The Monster and the Ape (1945)

Columbia Pictures aren’t known for great 1940s serials and nothing in The Monster and the Ape will make you think any different. At fifteen chapters that add up to almost five hours, it’s a bad combination of an above-average length and below-average action scenes. It even repeats one cliffhanger. Busy B-movie director Howard Bretherton bangs out this one with a rusty hammer and not enough nails. Meanwhile, the only cast member who has anything resembling screen presence is Willie “Sleep N Eat” Best, running through his usual comic relief lily-liver act, the only role he was allowed to play in old time Hollywood.

About the only reason to recommend this to anyone other than the most deep-digging cliffhanger aficionados (I guess there are a few still alive out there) is that the first chapter isn’t half-bad as these things go. It sets you up for something good and weird.

The first scene is in a laboratory where a seemingly harmless group of scientists present to a room of reporters their advanced new robot invention called The Metalogen Man. It looks like a cross between an Aztec sculpture and Darth Vader with an antenna on its head. If all goes well, this menacing thing will soon “free the human race from the shackles of manual labor and industrial enslavement” (a nice of way of saying that it’s gonna put a lot of people out of work).

So, they turn on Metal Head via radio control and make him lift up a large granite block with one hand. Then they make him rip off a heavy-duty locked door straight from its hinges, a valuable skill when solving industrial enslavement.

The press is enthused. The Metalogen Man might move suspiciously like a guy in a clumsy metal suit who can’t see, but it works.

Later that same night, the scientists who invented the Metalogen Man start dying.

At the hands of an ape. One of those stealth ninja apes who can hide in the backseat of your car for a few miles and then jump up and treat your throat like a tube of Colgate Sparkling Mint.

Obviously an evil genius is behind this and it’s no spoiler to say that it’s George Macready, one of the scientists, because Bretherton’s direction to him seems to have been “Just be a really bad liar”.

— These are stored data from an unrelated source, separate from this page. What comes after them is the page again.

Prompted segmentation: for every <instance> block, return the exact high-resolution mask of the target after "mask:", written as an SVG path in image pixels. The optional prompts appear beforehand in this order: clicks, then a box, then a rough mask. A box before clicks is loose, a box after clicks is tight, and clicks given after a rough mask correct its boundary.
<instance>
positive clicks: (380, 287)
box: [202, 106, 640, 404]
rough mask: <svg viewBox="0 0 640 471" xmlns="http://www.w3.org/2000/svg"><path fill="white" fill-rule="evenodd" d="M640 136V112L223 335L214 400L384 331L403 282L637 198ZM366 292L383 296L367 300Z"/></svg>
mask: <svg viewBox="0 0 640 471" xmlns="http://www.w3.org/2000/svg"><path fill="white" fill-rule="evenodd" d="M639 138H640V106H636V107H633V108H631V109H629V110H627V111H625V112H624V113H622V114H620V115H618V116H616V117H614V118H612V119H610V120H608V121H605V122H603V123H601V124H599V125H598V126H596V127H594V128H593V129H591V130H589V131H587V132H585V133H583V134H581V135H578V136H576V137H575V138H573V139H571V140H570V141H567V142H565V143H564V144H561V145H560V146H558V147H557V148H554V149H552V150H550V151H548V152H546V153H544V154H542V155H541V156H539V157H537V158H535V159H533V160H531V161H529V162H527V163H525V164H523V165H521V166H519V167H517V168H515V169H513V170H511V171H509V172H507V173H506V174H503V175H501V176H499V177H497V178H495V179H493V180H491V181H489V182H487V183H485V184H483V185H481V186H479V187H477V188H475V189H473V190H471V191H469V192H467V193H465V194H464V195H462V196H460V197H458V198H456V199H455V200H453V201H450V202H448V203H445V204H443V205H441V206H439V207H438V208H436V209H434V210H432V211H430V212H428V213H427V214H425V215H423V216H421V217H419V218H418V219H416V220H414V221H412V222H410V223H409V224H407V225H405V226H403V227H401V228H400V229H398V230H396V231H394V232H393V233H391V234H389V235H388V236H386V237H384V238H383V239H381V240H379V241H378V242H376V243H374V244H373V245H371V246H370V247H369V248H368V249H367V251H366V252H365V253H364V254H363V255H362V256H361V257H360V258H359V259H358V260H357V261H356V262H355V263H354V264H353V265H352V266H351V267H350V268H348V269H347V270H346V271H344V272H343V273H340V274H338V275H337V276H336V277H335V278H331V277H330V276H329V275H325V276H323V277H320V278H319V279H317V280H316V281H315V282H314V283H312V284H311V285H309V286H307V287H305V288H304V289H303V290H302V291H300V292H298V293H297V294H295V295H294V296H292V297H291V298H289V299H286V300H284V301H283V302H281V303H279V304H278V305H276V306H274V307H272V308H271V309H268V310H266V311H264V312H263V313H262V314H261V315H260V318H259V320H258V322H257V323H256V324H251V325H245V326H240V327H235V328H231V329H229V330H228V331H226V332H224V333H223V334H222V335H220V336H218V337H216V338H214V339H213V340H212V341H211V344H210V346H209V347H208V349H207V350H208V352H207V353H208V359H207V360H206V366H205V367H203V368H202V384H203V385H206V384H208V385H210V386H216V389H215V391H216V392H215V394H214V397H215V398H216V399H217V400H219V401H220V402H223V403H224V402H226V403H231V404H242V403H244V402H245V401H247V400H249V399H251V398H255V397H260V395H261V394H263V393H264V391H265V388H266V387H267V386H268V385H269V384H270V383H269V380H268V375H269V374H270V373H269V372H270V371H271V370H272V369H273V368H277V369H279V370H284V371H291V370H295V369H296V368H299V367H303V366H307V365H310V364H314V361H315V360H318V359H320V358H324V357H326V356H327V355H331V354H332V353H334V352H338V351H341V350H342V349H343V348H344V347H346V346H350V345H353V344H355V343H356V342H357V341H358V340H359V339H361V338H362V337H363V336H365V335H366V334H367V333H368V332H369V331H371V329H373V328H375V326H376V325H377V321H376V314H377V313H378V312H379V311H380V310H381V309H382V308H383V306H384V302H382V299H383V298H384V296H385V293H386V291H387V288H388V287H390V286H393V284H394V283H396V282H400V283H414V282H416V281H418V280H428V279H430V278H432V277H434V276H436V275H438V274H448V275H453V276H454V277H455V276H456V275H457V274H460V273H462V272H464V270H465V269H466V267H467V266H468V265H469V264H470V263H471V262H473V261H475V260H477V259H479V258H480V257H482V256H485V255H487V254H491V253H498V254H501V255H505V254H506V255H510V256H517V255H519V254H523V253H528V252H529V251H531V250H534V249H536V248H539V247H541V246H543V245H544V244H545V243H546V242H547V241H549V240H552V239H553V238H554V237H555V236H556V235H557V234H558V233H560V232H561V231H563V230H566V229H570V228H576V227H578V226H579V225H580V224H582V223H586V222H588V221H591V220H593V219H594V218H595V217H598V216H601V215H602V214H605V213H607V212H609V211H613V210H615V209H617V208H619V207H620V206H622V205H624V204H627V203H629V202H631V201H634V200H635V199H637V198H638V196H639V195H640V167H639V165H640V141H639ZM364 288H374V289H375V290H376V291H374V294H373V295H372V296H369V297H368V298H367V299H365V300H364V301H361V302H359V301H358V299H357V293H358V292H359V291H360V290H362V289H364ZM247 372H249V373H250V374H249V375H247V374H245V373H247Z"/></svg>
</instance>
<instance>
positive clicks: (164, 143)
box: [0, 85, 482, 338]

All appears to be lost until two-fisted engineer Robert Lowery steps in to help out. He’s a tall, sturdy young guy named Ken Morgan and you can tell right away that no trap doors, collapsing ceilings, car crashes, moving tracks that lead straight toward a lit furnace or any of the other usual cliffhanger situations are going to take him down.

Yawn.

One odd thing: Though The Monster and the Ape definitely has an ape, it doesn’t exactly have a monster. I guess the robot is meant to be The Monster. Wouldn’t The Robot and the Ape have been a better title? Or The Mechanical Man and the Ape (if nobody in 1945 knew what a robot was)? This is keeping me up at night.

We won’t even get into how the ape is only in this for a few chapters and doesn’t rate being mentioned in the title. (Kids love apes, I guess. Fine.)

Truly trivial trivia: Howard Bretherton later directed Because of Eve, one of the infamous old “sex hygiene” films that were shown in tents on roadshows and that always climaxed with real-life birth footage and shots of genital sores. Those things are always atrociously directed and slapped together. Going by this serial, Bretherton was the perfect guy for the job.